I read a lot. I don't know how many books this year, but quite a few. I tell myself that reading is just preparation for writing (LIAR!) and I wonder if people who write sitcoms sit around watching TV telling themselves it's research. I've written two books, but if there were some pure reading job out there, I would do horrible things if it meant getting it.


----------



## luvmy4brats (Nov 9, 2008)

I go through spurts. Sometimes I'll read a book a day, sometimes I'll go a week or two without reading much. I think I'm up to 110 books so far this year.

As to writing, nope. I'll let other, more creative people do that.


----------



## Jeff (Oct 28, 2008)

I read three or four books a week. There's a thread here somewhere that keeps a tally, but I have a hard enough time remembering to post on Goodreads.


----------



## BTackitt (Dec 15, 2008)

From Oct 1, 2009 to August 31, 2010 I read 292 books. September has pretty much killed me with my class schedule and I only read about 8 books. so in 1 year, I hit 300..

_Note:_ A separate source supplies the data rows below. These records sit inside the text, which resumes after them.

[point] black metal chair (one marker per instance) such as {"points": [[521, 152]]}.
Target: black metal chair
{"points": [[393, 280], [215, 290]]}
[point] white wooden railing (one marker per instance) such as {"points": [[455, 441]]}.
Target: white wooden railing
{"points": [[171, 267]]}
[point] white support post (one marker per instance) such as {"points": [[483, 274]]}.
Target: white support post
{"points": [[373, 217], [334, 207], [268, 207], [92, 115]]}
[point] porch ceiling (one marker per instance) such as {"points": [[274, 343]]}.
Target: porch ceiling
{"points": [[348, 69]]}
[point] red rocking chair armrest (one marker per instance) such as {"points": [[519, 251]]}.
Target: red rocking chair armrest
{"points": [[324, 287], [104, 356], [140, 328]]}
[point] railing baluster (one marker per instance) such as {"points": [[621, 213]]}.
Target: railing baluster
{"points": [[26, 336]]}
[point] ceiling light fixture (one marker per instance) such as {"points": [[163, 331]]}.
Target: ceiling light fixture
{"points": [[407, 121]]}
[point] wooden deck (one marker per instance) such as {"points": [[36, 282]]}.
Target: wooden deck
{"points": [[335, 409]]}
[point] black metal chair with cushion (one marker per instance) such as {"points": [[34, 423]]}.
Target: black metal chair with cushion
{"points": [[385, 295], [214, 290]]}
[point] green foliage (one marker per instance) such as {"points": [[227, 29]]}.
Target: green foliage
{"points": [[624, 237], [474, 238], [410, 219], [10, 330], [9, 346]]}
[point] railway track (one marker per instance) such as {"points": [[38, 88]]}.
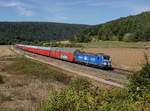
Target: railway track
{"points": [[116, 77]]}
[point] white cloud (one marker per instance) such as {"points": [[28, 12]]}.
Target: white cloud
{"points": [[20, 7], [24, 11], [9, 4], [139, 8]]}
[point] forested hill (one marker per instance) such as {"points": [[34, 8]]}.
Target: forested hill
{"points": [[131, 28], [12, 32]]}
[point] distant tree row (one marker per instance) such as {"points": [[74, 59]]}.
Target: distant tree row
{"points": [[16, 32], [131, 28]]}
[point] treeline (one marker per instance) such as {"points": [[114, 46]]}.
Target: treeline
{"points": [[131, 28], [16, 32]]}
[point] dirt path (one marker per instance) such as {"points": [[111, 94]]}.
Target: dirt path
{"points": [[124, 58]]}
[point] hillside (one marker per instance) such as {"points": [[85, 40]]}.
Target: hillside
{"points": [[12, 32], [131, 28]]}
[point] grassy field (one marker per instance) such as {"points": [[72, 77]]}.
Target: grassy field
{"points": [[116, 44]]}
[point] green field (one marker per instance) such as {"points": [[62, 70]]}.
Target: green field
{"points": [[116, 44]]}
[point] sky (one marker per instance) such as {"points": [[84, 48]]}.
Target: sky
{"points": [[70, 11]]}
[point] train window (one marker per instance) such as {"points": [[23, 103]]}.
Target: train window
{"points": [[106, 57]]}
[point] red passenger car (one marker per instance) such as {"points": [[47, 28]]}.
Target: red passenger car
{"points": [[55, 52]]}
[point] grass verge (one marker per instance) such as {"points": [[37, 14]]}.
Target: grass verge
{"points": [[22, 65]]}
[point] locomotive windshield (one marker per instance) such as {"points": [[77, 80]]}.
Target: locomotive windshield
{"points": [[106, 57]]}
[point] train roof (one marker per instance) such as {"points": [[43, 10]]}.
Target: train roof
{"points": [[72, 50]]}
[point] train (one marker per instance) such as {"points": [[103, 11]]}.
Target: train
{"points": [[71, 55]]}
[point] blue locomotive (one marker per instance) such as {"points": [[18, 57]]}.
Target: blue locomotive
{"points": [[100, 59]]}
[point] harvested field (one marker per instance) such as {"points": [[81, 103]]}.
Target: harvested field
{"points": [[124, 58]]}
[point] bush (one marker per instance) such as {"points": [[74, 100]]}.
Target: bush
{"points": [[80, 95]]}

It's all logged in one place https://sites.google.com/site/oneyearofreading/home


----------



## Geemont (Nov 18, 2008)

55 Kindle
21 DTB
28 Unabridged Audio

*104 TOTAL* (so far)


----------



## HeidiHall (Sep 5, 2010)

When I'm not writing, I read a book about every two days. I LOVE to read!


----------



## Geoffrey (Jun 20, 2009)

I've read 92 books this year and I've abandoned 10 others part way through.


----------



## Vianka Van Bokkem (Aug 26, 2010)

WriterGurl1 said:


> When I'm not writing, I read a book about every two days. I LOVE to read!

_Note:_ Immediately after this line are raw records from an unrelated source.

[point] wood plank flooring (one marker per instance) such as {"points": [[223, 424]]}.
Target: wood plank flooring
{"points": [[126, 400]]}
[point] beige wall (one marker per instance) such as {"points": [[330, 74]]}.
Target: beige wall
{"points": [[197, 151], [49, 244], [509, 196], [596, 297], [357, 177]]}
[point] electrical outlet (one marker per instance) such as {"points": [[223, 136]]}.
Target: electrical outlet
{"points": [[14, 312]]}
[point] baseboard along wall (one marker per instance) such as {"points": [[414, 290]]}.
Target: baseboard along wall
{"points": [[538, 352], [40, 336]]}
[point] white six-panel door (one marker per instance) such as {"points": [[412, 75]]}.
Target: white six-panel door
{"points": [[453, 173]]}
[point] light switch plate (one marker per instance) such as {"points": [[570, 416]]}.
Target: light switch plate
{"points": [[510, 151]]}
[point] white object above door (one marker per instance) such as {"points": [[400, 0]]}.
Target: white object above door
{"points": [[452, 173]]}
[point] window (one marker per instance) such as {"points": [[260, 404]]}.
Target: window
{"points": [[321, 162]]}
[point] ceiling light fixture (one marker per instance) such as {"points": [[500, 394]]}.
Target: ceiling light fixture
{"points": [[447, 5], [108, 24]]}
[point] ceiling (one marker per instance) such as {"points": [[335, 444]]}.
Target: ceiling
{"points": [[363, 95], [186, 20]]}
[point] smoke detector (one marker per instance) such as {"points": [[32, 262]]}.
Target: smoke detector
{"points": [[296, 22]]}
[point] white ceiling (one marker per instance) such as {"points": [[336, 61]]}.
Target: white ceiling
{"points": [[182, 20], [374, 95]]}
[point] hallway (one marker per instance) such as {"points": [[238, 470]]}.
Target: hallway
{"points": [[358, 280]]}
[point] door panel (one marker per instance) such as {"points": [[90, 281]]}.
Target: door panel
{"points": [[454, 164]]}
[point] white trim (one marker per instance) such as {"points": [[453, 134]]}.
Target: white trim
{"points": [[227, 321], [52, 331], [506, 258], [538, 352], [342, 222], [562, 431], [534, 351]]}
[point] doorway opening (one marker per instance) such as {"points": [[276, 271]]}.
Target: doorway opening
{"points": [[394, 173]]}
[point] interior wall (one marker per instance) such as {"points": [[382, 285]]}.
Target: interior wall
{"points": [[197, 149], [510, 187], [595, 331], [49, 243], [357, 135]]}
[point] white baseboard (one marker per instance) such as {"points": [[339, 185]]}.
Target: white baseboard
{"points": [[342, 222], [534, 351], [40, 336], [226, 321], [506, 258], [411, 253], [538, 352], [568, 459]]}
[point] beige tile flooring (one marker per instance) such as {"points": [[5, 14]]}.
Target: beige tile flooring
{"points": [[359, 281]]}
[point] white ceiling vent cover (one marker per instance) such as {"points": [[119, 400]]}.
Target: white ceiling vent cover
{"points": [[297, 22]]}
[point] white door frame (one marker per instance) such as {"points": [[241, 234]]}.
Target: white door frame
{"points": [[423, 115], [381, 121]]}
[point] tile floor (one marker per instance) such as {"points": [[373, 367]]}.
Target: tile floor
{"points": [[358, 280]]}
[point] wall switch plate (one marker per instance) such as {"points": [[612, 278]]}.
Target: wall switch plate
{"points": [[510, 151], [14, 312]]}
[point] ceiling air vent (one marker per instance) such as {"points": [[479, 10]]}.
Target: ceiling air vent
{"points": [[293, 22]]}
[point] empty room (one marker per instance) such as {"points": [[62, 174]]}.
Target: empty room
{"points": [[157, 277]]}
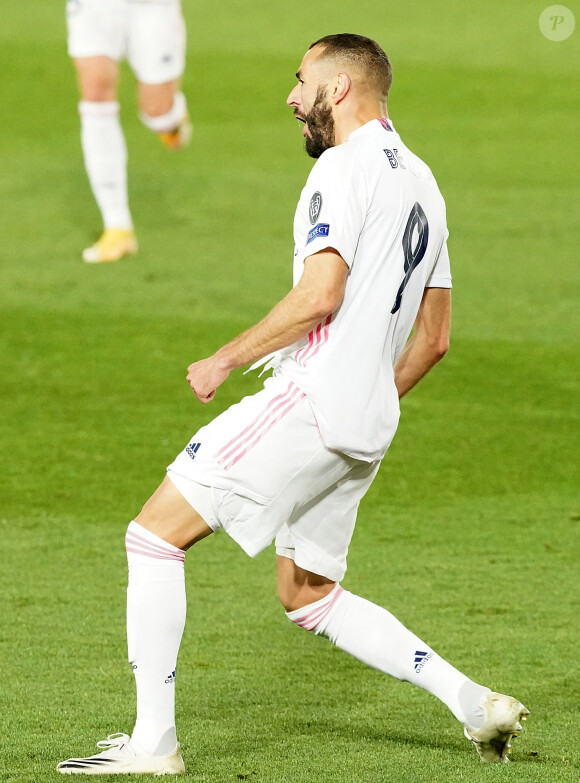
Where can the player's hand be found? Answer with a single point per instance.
(204, 377)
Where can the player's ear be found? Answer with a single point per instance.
(341, 87)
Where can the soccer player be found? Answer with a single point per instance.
(151, 35)
(293, 461)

Same here  I just started reading "Tolteca". It has 621 pages 

"Writing and Reading are Two Addictions that I Adore"

-Vianka Van Bokkem


----------



## Aravis60 (Feb 18, 2009)

I finished 108th book for the year a couple of days ago. I'm currently reading six other books. I tend to read several at a time. I don't write that much, and not anything that I would intend to have anyone else see.


----------



## Ann in Arlington (Oct 27, 2008)

I don't know. . . . I always have a book with me. . . .well, with Kindle, I always have 600 with me  . . .and always have. . .but I've never kept track of what I read except when I had to for school. . . . .I do read a LOT. . . .but I do lots of other things too.  Don't keep track of them either.   

If I particularly like a book, I do note the author so I can go find more by the person, and if it's a series I try to remember where I've left off so as not to miss anything.


----------



## history_lover (Aug 9, 2010)

According to Goodreads, I've read 52 books since the start of 2010 and 60 since this time last year. I can read a short book (around or less than 300 pages) in a day or two if I have all/most of the day to read. But I have this pesky thing called a job that gets in the way most days.


----------



## MLPMom (Nov 27, 2009)

I honestly don't know but I would guess close to 200.
I have never written a book but I have toyed with the idea but I am pretty sure I would suck at it.


----------



## Maker (Jun 22, 2010)

Wow. You guys are amazing. I average 2-3 books a month. Do long, boring work-related documents count as reading? I completed two novels this year. I need to have a third finished by the end of December. Wish I had more time to just read though.


----------



## Steph H (Oct 28, 2008)

I didn't start keeping track until July, and I'm too lazy to go count from there, but I read 60 in September.  Some of those were short stories (like 20 minutes or less) which is rare for me but they were freebies from Amazon and I had small pockets of time a couple of days.  Average is probably more like 45ish a month.  And no, I don't write.


----------



## Carolyn J. Rose Mystery Writer (Aug 10, 2010)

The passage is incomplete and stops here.